Sometimes, it just isn’t the right time.
During my thesis defense, committee members said, “Get it out there. Move on.” I decided my thesis needed vast improvement.
I was speaking to someone this week about how I’d let the voice of perfectionism take control and had chosen to try to hone the piece into something better.
After some time fighting with the manuscript’s weaknesses and in the throes of a painful home situation, I lost my will to write at all. I threw the many “redlined” pages away and closed out that part of my life permanently.
My insecurities over my capabilities were not the only reason I gave up. Constraints demanded by my then-spouse on what and how I wrote, as well as on my potential marketing methods, contributed to the frustration greatly. If I couldn’t be a writer my way, then why be a writer at all?
When my marriage began its final, headlong plummet into the grave, I began writing poetry again, and I began writing it my way: passionate, intimate, vain, and sometimes, downright obscene. My general take: “Fuck him and anyone else and their rules about how I’m supposed to behave.”
Recently, I spoke with my thesis advisor about employment, writing, and perfectionism. My advisor, once again in his solid, supportive mentor role, said, “Get that novel out and finish it.”
I have always thought that perfectionism was my greatest bugbear. It probably is when couched in terms of fear and wanting to remain comfortable in my bubble and accommodating to others. However, through the encouragement of a good and kind friend, I have been revisiting all my writing, not just my poetry. So, today I opened that long-closed Scrivener file and began to read.
Is it good? I am told it is. I am unable to judge that. Is it worth pursuing? Yes.
What struck me, as I began to choke back tears, was not the writing style or caliber but the realization that I gave up my novel not because I was being a perfectionist, or at least not solely because of that, but because I was not writing what I wanted to write and not writing the truth the novel demands.
When I say “truth” I don’t mean that it is a non-fiction piece or that it reflects my reality. I mean that the novel demands the truth about the characters.

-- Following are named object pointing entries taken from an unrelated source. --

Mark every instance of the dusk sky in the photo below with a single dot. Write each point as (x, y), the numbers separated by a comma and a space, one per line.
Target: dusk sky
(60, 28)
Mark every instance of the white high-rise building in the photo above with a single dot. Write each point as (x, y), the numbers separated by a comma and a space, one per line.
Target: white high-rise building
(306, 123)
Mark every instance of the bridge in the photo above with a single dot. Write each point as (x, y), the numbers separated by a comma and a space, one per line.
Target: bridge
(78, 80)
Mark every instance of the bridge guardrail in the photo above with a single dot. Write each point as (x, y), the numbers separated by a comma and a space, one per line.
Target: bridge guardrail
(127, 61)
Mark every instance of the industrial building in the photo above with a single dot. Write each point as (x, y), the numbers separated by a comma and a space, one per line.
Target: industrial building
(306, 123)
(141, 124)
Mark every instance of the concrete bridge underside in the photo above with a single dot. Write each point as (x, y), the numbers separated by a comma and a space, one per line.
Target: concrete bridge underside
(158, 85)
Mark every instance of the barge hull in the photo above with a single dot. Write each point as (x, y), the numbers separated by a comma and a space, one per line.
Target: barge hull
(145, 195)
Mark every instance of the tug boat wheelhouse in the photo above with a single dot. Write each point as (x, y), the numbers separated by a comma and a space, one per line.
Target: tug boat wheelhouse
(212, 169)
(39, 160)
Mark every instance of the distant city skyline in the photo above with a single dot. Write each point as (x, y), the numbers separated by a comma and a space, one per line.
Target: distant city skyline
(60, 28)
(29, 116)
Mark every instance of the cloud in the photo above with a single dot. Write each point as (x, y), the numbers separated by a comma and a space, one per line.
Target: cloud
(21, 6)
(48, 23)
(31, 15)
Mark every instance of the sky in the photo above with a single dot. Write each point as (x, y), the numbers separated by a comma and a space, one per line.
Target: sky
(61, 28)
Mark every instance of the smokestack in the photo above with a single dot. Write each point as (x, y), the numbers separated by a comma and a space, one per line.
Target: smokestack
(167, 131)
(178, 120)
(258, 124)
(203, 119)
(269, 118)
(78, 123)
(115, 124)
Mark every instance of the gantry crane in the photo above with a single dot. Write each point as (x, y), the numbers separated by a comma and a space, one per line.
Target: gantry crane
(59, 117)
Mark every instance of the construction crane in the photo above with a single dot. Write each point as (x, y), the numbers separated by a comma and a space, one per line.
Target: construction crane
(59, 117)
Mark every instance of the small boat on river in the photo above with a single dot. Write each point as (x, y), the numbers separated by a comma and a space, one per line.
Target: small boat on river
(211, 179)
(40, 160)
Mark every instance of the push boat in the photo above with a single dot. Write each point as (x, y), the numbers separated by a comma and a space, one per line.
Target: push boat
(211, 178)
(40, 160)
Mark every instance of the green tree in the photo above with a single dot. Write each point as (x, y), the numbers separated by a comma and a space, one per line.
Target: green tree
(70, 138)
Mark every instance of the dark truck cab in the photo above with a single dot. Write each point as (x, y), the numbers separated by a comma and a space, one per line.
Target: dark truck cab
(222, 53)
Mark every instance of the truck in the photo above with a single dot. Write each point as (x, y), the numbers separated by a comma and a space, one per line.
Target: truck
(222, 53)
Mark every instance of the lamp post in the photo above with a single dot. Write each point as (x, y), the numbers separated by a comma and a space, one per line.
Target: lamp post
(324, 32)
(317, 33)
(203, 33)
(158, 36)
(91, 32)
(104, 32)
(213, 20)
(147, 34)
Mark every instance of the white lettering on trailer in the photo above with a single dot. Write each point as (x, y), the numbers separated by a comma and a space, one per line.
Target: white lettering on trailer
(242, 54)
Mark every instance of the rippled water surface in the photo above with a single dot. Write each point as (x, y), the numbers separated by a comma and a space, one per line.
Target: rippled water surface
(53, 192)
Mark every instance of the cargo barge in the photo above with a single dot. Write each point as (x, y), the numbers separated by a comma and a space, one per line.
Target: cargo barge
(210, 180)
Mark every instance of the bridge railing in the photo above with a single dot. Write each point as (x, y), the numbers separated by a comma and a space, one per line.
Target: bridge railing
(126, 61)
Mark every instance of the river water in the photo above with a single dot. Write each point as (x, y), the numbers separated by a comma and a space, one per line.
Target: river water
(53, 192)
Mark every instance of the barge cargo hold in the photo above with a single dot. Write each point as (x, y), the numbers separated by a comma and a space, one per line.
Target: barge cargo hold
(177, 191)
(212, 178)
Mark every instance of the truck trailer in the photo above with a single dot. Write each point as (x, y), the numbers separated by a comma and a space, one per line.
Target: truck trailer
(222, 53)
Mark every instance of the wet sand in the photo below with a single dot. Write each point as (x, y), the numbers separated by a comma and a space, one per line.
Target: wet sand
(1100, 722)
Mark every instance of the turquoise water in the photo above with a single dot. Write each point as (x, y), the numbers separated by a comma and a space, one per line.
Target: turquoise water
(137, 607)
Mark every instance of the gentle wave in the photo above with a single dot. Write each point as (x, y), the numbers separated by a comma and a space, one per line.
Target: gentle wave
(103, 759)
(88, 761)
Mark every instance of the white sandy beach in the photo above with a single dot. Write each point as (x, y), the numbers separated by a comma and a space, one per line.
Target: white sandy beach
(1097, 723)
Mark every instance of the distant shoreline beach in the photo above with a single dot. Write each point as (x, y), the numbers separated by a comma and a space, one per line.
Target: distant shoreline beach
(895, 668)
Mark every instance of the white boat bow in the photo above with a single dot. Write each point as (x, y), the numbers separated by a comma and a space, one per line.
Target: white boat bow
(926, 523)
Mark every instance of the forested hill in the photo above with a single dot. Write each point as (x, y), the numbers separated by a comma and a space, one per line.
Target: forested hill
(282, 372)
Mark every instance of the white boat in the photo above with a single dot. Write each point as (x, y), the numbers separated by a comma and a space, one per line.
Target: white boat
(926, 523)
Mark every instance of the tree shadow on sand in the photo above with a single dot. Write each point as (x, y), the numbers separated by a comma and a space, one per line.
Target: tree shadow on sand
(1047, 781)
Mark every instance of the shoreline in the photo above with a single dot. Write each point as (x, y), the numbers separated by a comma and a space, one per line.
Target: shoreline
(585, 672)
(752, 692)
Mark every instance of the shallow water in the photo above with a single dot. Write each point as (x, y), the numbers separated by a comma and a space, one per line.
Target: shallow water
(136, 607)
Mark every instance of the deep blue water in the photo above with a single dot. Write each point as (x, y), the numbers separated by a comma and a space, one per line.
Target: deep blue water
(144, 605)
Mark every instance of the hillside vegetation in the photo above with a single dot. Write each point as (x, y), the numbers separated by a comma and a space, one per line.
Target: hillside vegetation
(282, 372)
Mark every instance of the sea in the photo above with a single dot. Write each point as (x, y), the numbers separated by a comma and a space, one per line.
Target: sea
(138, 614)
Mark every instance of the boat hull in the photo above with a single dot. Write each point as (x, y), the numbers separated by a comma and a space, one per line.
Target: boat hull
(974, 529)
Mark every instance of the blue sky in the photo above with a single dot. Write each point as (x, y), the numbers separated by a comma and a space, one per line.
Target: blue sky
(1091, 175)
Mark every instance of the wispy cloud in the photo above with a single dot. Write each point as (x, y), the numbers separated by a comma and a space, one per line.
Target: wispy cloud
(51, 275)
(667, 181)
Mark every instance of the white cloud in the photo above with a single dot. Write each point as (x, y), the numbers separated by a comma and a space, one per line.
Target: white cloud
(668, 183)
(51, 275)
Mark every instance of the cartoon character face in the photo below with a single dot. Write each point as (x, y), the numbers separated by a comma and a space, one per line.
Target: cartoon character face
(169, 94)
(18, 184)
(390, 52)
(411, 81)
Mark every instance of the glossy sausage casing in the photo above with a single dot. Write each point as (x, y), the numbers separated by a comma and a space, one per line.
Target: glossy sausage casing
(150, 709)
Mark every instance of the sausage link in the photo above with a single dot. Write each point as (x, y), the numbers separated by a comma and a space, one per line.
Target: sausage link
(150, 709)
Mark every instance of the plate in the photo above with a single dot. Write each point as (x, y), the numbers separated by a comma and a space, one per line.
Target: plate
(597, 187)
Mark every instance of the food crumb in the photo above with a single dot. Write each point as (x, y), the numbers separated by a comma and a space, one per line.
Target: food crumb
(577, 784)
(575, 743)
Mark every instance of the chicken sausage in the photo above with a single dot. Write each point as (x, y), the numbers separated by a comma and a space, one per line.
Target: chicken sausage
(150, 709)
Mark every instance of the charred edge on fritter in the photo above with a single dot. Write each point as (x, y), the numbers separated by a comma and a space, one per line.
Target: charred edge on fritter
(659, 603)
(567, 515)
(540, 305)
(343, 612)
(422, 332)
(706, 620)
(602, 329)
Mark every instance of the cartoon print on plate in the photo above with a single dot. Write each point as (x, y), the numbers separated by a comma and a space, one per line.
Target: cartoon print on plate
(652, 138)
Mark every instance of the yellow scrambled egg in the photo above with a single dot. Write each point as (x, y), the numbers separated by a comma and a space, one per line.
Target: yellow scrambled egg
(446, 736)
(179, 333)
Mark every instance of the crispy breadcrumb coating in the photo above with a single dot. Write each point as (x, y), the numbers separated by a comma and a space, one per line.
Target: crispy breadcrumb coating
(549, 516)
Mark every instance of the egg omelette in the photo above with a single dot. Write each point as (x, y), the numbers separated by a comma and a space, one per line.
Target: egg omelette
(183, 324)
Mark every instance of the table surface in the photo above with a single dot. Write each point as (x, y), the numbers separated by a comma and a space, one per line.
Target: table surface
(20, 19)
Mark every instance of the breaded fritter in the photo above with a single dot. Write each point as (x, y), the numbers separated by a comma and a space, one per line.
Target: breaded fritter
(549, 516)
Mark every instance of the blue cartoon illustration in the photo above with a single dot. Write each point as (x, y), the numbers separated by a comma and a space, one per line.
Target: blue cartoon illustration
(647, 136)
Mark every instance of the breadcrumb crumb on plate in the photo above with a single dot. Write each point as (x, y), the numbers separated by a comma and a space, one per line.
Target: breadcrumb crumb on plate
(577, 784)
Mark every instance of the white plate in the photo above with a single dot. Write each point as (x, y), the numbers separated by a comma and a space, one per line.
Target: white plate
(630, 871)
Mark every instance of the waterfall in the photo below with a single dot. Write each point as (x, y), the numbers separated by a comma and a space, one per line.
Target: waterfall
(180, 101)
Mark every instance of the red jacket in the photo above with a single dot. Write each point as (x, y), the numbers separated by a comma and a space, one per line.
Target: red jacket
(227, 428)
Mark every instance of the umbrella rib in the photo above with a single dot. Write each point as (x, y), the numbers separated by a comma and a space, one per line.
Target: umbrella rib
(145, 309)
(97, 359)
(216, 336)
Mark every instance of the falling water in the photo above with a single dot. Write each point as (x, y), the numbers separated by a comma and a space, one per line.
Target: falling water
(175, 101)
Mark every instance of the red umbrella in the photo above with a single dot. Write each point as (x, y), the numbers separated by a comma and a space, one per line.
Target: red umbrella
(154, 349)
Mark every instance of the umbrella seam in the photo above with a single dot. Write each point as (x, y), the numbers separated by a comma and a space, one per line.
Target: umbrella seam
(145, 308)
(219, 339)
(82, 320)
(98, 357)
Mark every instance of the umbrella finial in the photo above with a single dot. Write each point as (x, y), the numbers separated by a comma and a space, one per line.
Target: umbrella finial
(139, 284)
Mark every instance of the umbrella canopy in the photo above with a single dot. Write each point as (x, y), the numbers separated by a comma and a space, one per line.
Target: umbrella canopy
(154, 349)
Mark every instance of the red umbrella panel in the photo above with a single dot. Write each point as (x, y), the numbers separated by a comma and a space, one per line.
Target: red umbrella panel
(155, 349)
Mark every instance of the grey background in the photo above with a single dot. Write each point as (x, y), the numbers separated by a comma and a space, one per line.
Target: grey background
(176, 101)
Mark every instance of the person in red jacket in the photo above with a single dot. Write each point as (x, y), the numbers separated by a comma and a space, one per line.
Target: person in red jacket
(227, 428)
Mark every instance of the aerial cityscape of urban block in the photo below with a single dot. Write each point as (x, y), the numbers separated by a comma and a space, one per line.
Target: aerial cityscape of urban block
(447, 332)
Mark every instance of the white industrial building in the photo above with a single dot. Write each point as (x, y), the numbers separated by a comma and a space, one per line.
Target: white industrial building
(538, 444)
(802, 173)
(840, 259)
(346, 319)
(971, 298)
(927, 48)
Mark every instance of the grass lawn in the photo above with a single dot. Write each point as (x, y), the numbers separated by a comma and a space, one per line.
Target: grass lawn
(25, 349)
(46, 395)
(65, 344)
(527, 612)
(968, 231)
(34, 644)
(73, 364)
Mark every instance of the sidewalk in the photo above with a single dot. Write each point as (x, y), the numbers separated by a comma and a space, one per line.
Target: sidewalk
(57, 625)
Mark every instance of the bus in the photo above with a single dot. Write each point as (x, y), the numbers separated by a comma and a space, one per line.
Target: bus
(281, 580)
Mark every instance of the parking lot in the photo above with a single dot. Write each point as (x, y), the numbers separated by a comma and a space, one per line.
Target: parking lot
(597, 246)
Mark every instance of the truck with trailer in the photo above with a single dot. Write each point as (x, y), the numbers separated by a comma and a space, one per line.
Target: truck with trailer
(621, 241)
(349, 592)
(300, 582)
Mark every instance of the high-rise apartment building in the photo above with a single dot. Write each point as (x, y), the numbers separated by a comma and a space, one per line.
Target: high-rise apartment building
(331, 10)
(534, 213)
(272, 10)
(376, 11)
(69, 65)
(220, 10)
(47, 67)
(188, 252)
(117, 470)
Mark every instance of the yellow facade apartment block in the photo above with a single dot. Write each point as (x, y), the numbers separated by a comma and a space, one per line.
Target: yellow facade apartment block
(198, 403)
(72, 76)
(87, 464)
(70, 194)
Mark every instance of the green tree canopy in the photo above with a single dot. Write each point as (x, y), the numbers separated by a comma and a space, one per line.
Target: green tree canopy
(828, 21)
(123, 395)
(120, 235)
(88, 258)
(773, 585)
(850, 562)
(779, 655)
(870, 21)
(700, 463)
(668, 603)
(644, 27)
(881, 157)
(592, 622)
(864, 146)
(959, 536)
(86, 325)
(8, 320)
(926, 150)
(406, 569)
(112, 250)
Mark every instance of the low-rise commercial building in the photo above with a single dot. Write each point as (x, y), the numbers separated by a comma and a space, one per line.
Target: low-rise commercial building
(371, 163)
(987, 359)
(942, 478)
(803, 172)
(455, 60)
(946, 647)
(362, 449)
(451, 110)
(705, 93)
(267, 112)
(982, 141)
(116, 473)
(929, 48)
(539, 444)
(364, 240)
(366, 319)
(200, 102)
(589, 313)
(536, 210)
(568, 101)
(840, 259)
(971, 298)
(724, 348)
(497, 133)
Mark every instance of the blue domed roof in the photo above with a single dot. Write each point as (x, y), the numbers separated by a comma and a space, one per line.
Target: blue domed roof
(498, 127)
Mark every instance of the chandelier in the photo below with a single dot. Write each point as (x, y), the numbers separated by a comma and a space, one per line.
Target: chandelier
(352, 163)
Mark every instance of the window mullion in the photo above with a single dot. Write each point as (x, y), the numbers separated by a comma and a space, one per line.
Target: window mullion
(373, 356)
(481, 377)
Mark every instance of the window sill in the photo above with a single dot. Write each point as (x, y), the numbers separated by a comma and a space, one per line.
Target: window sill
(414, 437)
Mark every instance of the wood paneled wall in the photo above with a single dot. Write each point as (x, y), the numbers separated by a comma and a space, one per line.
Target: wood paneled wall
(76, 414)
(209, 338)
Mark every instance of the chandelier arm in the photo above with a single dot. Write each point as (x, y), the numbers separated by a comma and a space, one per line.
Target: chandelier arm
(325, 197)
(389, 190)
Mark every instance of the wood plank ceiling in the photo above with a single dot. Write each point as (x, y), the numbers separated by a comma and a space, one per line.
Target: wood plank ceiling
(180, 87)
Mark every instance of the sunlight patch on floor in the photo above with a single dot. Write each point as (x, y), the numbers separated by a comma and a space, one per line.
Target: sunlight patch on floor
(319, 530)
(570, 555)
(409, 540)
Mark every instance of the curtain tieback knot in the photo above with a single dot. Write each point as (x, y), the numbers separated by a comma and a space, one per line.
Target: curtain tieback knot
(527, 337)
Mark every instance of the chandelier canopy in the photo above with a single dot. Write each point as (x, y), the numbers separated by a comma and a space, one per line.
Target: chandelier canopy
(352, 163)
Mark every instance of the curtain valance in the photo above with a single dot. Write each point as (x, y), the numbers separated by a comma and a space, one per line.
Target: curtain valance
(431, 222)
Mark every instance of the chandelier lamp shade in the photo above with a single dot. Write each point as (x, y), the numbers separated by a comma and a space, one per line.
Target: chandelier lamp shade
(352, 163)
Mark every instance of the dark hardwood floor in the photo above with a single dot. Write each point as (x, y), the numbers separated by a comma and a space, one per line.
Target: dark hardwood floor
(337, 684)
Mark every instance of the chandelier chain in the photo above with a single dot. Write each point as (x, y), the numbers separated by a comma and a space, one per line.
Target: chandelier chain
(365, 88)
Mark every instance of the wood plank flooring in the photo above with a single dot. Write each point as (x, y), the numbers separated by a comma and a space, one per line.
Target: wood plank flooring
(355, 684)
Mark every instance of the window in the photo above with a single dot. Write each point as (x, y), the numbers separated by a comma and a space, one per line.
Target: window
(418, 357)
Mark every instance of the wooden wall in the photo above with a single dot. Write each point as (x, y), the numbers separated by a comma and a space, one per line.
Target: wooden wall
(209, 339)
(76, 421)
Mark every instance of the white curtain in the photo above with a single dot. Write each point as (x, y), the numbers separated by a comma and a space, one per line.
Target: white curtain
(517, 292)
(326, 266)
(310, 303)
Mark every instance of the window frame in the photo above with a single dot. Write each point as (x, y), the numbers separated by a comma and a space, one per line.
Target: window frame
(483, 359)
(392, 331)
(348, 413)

I think back to comments made by classmates about one of the main characters; they did not like her. They couldn’t really express why they didn’t like her, but they found her grating. That was somewhat hurtful because she was based on me. Her loves, her pain, and her anxiety all stemmed from this heart typing those words. I realized then that the main reason she was so unlikable was less because of who I am and more because of who I was protecting. I put all of my pain and anxiety into her, but I also put the anxiety and frustration of my marriage into her. In addition, as per the understanding with my spouse, the character’s spouse was presented as amiable and harmless. Minor squabbles between them in the novel were easily blamed on her failings, therefore, her flaws were solely of her own making.
The Character of My Words
When my husband and I moved one final time and not long before I threw away my book, I sorted through my many journals from twenty-seven years of marriage. Before I destroyed them, I flipped through a few of them and found my main character in them. The woman writing those journals was in great psychological pain but blamed only herself. The woman writing those journals filled them with phrases like “my poor husband has to deal with such a [fill in the blank with self-deprecating word of the day]” and “I don’t know why he tolerates me.”
I hated that woman.
The woman writing those journals believed those things. The woman writing a character based on her view of herself carried those beliefs into her work and made the character entirely unlikeable.
I still struggle greatly with negativity and self-deprecation, but I am much more self-aware now and am making a concerted effort to change my negative attitude. I also recognize that I did not come by those feelings in a vacuum. I saw this as I destroyed those journals. I saw it later that day when my spouse cheered my decision to remove the evidence that we were anything but happily married and that I had been anything but joyous in said marriage.
I’ve regretted that decision for many reasons, but that’s a bell that can’t be un-rung.
Two things happened in the last two days to shift me from a place so dark that I can’t adequately express the hole I was in:
1) A friend reached out to me and offered his help in the field in which I wish to work, and
2) from the optimism of that offer, I looked at that novel with clear eyes and saw not the hapless and pathetic antagonist no one liked but the woman that needed to be uplifted instead of cowed with condemnation and control.
If there is one thing I can do to make that manuscript better, it is to reflect the character’s painful influences and growth accurately and lift her up.
If there is one thing I can do to make myself happier, it is to stop listening to the voice my ex trained me to use against myself and start listening to the voices of the people around me, like those of my former advisor and my friend, that lift me up.
I have said it here before, but it bears repeating—if for no other reason than as a reminder to myself—I must also maintain the boundary with those who would attempt to reinforce my ex’s training.
It has taken me a year to get here. It was a necessary year and a frightening year at times. I got here in fits and starts and some days I feel I’m really done with the negativity only to be smacked back down a few days later. The words on the screen from that long-ago attempt to write from the mind of the woman I was, had a shocking impact. I hope this time is the right time and I will hold on to this optimism.
I hope that when I hear the voice of the woman I was, I can tell her she is not what he (and others) claim. She deserved to be heard, but she deserved to be healed long before now.